THE SNOWBALL CAVE.
About 40 yards through a hall, running north-east of the Fossil Bone Cave, is the Snowball Cave, which is about 9 feet high, 25 or 30 feet long, and from 6 to 10 or 12 feet wide. It runs north-north-east. Its distinctive feature is that its roof and a portion of its walls are covered with little white masses like snowballs. Some of the patches of carbonate of lime stick to the walls in isolated discs, and others are massed as though snowballs had been thrown at a mark, and a number of them had stuck close together. Some of the stalactites in this chamber have been formed by the upward pressure of water, and assume many tortuous shapes. An interesting feature of this portion of the caves is the existence of a number of stalactites which show how readily vibration is communicated from one to another.

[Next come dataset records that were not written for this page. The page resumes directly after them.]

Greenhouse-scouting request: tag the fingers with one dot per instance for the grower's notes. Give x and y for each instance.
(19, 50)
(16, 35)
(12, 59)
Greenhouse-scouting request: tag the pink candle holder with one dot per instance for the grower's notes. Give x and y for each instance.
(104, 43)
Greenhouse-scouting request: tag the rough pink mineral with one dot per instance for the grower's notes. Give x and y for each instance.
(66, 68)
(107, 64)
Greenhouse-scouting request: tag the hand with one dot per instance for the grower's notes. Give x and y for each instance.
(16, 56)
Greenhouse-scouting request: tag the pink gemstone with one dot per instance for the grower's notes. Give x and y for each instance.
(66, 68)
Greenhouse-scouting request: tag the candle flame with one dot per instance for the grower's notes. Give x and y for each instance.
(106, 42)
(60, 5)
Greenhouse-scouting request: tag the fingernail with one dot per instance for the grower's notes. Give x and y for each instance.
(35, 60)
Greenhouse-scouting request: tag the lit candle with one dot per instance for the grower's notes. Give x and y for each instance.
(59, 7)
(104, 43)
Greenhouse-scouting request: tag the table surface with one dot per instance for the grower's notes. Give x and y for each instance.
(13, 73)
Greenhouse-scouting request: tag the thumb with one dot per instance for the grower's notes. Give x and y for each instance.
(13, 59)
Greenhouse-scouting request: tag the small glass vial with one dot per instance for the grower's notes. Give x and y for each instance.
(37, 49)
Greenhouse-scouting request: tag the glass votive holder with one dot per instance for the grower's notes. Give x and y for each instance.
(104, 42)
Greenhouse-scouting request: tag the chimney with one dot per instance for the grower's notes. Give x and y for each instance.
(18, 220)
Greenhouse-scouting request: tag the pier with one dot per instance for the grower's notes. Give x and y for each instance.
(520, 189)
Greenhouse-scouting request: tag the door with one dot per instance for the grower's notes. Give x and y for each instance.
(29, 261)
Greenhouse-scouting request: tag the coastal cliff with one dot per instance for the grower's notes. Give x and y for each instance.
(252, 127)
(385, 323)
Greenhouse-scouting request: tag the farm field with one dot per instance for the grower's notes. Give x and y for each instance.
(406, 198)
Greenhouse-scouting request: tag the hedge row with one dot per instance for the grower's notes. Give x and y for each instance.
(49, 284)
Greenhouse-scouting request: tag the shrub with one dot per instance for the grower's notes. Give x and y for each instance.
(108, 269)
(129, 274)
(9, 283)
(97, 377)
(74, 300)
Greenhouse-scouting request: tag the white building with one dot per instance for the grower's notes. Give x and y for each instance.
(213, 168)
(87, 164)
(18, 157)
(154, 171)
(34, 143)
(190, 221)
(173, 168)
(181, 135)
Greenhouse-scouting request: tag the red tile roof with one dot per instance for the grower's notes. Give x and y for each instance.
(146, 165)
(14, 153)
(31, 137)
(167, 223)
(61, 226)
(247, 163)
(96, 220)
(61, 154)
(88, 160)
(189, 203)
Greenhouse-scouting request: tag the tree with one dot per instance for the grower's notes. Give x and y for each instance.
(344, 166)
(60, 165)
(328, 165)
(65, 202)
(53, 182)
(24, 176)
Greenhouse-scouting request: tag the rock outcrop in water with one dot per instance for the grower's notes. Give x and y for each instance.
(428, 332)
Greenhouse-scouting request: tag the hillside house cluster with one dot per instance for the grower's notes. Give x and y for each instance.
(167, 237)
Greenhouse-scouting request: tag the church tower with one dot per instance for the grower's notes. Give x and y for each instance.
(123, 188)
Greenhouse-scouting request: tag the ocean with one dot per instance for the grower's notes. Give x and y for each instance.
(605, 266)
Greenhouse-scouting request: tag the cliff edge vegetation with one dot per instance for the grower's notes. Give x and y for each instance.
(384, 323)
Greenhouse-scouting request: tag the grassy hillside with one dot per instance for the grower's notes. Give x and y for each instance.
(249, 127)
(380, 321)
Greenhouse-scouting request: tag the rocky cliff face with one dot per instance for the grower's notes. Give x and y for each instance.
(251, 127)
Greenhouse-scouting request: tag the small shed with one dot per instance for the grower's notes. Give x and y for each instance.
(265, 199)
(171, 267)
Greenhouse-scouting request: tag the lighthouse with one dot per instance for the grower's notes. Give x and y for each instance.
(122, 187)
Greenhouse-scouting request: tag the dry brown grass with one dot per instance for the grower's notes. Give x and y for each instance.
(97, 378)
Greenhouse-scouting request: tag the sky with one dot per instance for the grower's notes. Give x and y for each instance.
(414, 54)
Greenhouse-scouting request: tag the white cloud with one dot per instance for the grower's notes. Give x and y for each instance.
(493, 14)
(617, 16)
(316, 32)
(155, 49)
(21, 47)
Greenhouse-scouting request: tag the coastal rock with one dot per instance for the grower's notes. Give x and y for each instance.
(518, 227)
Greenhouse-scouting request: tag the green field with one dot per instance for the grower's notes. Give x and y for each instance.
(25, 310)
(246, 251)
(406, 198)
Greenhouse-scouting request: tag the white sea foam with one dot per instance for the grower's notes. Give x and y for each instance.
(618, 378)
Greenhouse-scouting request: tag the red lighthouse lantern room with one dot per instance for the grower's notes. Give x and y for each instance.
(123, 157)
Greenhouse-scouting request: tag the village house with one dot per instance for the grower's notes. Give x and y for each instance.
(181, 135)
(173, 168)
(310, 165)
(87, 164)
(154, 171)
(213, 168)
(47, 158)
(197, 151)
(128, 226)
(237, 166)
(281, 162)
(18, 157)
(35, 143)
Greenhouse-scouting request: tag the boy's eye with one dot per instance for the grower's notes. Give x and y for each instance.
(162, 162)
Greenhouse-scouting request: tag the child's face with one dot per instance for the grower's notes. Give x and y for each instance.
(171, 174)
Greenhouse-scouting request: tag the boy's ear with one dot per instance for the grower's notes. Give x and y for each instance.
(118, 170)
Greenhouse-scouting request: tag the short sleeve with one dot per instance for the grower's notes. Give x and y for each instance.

The visitor puts his finger to the end of a stalactite, and when an adjacent one is struck so as to make it sound, it is perceptible that the vibration of the sounding stalactite is communicated to its silent neighbour.
There is one more chamber to visit in the Lucas Cave. To reach it the visitor ascends four steps, and travels north-west about 14 yards to the head of a wire ladder, which he descends to a place directly underneath the Snowball Cave, and then he goes down the steps into the Wallaby Bone Cave, over the entrance to which is a very pretty cluster of stalagmites, from 6 inches to 18 inches long, and varying from the thickness of a straw to three-quarters of an inch in diameter. The floor is covered with wallaby bones, and in the immediate vicinity are quantities of osseous breccia.